\section{Kernel optimization and code analyzers}

Optimizing a program, in most contexts, mainly means optimizing it from an
algorithmic point of view ---~using efficient data structures, running some
computations in parallel on multiple cores, etc. As pointed out in our
introduction, though, optimizations close to the machine's microarchitecture
can yield large efficiency benefits, sometimes up to two orders of
magnitude~\cite{dgemm_finetune}. These optimizations, however, are difficult to
carry for multiple reasons: they depend on the specific machine on which the
code is run; they require deep expert knowledge; they are most often manual,
requiring expert time ---~and thus making them expensive.

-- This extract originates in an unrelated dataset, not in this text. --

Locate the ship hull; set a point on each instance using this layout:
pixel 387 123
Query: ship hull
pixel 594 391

Such optimizations are, however, routinely used in some domains. Scientific
computation ---~such as ocean simulation, weather forecast, \ldots{}~--- often
rely on the same operations, implemented by low-level libraries optimized in
such a way, such as OpenBLAS~\cite{openblas_webpage, openblas_2013} or Intel's
MKL~\cite{intel_mkl}, implementing low-level math operations, such as linear
algebra. Machine learning applications, on the other hand, may typically be
trained for extensive periods of time, on many cores and accelerators, on a
well-defined hardware, with small portions of code being executed many times on
different data; as such, they are very well suited for such specific and
low-level optimizations.

\medskip{}

When optimizing those short fragments of code whose efficiency is critical, or
\emph{computation kernels}, insights on what limits the code's performance, or
\emph{performance bottlenecks}, are precious to the expert. These insights can
be gained by reading the processor's hardware counters, described above in
\autoref{sssec:hw_counters}, typically accurate but of limited versatility.
Specialized profilers, such as Intel's VTune~\cite{intel_vtune}, integrate
these counters with profiling to derive further performance metrics at runtime.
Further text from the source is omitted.